## What Type of Problem Does FMS Solve?

Computers are used extensively in science and engineering to predict the behavior of products before they are built. The computer analysis helps in optimizing the design, improving performance and lowering cost.The computerized analysis is based on the division of the problem into a large number of pieces (shown as triangles in this example). Within each piece, a model is built which describes the behavior of that piece. The individual pieces are then assembled together to form an overall model of the product. FMS performs this assembly and computes the interaction among the pieces.

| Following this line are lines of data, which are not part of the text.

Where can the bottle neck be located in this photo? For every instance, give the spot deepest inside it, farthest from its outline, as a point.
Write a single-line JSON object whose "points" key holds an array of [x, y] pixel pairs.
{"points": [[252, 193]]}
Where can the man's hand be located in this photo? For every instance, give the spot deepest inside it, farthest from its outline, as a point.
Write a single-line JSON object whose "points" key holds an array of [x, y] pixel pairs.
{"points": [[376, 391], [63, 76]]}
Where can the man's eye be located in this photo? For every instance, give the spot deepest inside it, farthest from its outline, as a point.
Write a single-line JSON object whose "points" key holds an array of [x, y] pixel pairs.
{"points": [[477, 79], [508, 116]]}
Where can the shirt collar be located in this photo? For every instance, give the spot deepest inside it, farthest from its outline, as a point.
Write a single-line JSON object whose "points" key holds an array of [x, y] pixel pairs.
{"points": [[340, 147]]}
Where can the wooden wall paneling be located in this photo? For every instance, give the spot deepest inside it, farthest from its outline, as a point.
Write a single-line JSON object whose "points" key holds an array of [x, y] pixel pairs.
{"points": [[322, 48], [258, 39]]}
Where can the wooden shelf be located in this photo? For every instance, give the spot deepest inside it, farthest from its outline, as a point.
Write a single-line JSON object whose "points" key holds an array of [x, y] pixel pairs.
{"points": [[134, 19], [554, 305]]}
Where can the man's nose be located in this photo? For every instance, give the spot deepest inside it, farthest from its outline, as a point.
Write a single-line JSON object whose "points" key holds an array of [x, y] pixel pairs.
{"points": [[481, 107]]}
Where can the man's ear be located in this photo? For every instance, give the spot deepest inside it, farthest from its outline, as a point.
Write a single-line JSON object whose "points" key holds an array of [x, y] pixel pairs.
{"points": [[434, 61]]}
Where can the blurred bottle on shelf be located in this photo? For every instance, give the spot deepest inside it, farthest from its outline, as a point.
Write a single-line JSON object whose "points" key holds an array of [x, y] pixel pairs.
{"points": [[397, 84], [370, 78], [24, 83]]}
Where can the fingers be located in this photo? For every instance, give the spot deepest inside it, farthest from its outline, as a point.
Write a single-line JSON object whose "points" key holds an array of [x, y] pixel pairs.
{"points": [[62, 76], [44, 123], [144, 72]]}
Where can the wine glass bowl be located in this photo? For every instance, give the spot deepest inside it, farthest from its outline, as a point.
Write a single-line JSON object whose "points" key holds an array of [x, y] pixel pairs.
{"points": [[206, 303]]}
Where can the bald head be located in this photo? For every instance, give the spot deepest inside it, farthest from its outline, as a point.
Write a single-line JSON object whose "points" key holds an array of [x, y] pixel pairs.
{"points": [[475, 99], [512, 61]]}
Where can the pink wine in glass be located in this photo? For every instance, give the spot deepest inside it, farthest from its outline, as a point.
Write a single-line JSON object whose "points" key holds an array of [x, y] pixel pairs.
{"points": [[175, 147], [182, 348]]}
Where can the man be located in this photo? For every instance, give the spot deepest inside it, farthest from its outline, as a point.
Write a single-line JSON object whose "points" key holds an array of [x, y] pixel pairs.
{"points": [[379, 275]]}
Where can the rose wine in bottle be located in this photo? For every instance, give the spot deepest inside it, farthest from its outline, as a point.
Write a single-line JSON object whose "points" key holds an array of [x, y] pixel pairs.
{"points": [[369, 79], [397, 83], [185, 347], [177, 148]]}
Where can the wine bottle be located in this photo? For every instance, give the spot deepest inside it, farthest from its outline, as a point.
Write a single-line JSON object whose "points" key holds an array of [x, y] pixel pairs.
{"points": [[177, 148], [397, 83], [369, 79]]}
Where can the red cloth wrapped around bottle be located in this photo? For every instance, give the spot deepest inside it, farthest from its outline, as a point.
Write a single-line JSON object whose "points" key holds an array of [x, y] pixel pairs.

As the number of pieces used to model the product is increased, the approximate solution obtained from the computer approaches the exact solution of the original problem. The maximum number of pieces that can be used, and therefore the accuracy of the analysis, is determined by the capacity of the computer hardware and software.

This modeling process is often called discretization, because the original problem is replaced by a finite number of discrete pieces. Analysis programs based on this approach include finite element, finite difference, boundary integral and moment method techniques.

These formulations exploit the strength of digital computers, which perform large numbers of similar tasks rapidly.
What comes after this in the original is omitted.